Dangers of illegal live streaming for fans
While all of this makes illegal live streaming of the Premier League, Champions League and other top football competitions attractive to the average UK football fan, there are still dangers to bear in mind.
There are the potential legal consequences of course.
Upon seizing all of the equipment in the raid on Gould and his colleagues, police gained access to the personal information of Flawless' subscribers, with some suggesting that the consumers themselves could be next to face legal action.
The Federation Against Copyright Theft (FACT) has teamed up with the Premier League to dissuade fans from using such services. Their actions have included paying visits to the users of platforms like Flawless on their doorsteps, often accompanied by police, and warning them that they are committing crimes and could be liable to prosecution.
They also send "cease and desist" letters to the operators of those illegal live streaming platforms.
However, it remains rather unlikely right now that football fans using these services will themselves face prosecution.
Nonetheless, there are other reasons to be cautious about such platforms. Many of the live streams offered on such websites and apps are flooded with annoying pop-ups, malware and viruses which can cause damage to the devices on which they are used.
Furthermore, these streams can also prove a hotbed for hackers looking to access the payment information of users for fraudulent purposes or unwanted marketing.
Doug Love, an investigator from Trading Standards, told the BBC:
"You get sports and you are getting a cheap price, but you're committing an offence and putting yourself in danger."
"You are contributing to organised crime who won't be paying taxes and can make a quick buck by selling your details on."
Using these platforms is simply not safe for the users, their devices or their data.
The war against illegal live streaming goes on
Despite all of the concerns for the gangs and the users alike, the illegal live streaming of sports in the UK remains big business.
The sentencing of the owners of Flawless could potentially put some criminals off following in their footsteps, but looking at the landscape right now and the sheer number of such services out there, that seems improbable.
However, the Premier League has shown no desire to slow down in its pursuit of such criminal enterprises.
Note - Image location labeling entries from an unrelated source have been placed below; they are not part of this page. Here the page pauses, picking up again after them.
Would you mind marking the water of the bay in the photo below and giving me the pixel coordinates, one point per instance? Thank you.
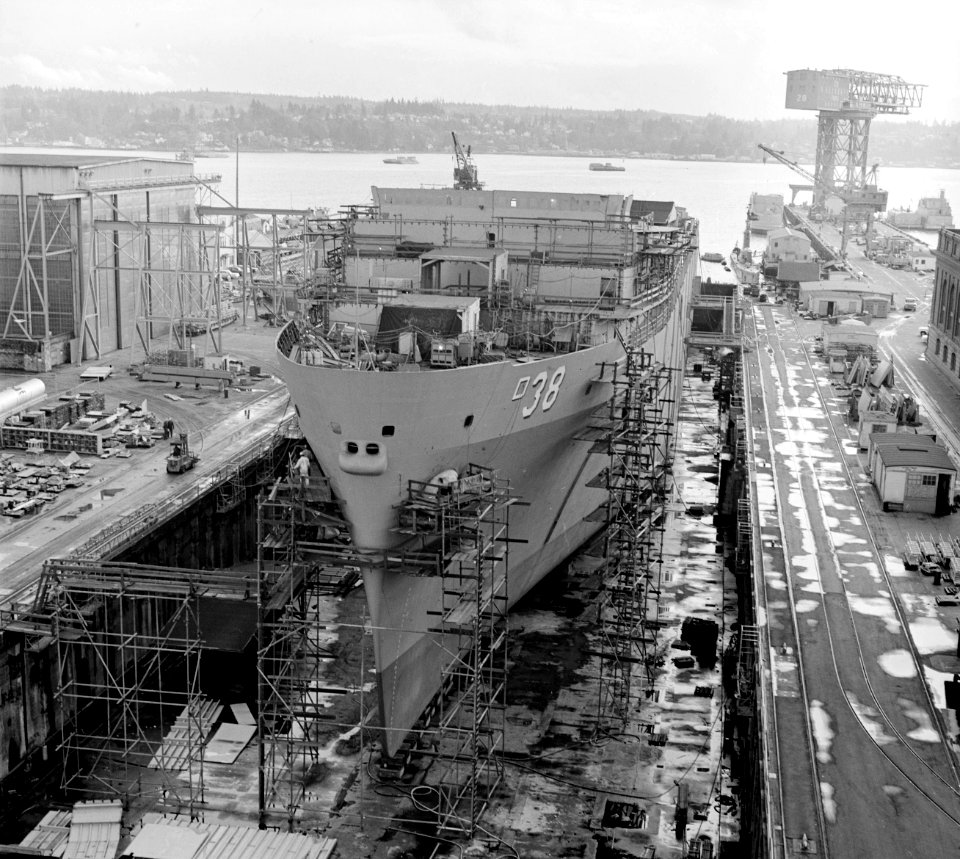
(715, 192)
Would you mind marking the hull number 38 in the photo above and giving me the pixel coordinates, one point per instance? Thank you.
(539, 392)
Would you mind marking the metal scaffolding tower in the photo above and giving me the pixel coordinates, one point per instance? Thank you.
(465, 529)
(637, 443)
(468, 526)
(296, 571)
(128, 647)
(172, 267)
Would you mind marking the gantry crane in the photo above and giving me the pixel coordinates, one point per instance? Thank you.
(847, 100)
(858, 204)
(465, 171)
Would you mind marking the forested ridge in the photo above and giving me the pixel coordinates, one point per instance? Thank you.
(214, 121)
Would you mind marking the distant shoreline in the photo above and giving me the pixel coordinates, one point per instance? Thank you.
(228, 153)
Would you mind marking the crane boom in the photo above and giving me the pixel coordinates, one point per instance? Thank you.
(867, 198)
(465, 171)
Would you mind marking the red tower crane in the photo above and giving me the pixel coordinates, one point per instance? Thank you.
(847, 100)
(465, 171)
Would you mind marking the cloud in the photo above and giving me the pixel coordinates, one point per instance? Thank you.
(28, 70)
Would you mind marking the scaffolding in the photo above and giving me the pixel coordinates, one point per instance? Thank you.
(468, 523)
(637, 443)
(297, 569)
(128, 645)
(465, 529)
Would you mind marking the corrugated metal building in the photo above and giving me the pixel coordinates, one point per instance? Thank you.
(67, 282)
(912, 473)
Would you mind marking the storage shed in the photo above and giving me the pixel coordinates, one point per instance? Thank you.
(912, 473)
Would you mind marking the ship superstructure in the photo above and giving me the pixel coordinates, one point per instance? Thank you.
(469, 327)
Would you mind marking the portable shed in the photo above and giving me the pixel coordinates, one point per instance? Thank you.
(912, 473)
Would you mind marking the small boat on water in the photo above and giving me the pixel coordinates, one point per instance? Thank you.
(746, 269)
(931, 214)
(765, 212)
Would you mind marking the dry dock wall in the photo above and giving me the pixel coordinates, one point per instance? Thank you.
(217, 530)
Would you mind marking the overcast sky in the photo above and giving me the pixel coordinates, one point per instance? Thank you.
(679, 56)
It will continue its campaigns to try to dissuade fans from taking the illegal live streaming route and to prosecute the people responsible for creating the services.
Kevin Plumb, General Counsel at the Premier League, made a statement about the sentencing.
"The Premier League's substantial financial contribution to the entire football pyramid is made possible through the ability to sell our broadcast rights,"
"We are pleased that, through rulings such as this, the courts continue to show that they recognise the importance of safeguarding the Premier League's rights.
"We will continue to protect our rights and our fans by investigating and prosecuting illegal operators at all levels."
To what extent the Premier League is protecting its fans by taking away what is for many the only realistically affordable way of watching their content in the UK is unclear, and how successful they will eventually be at cracking down on this problem on the whole is yet to be seen.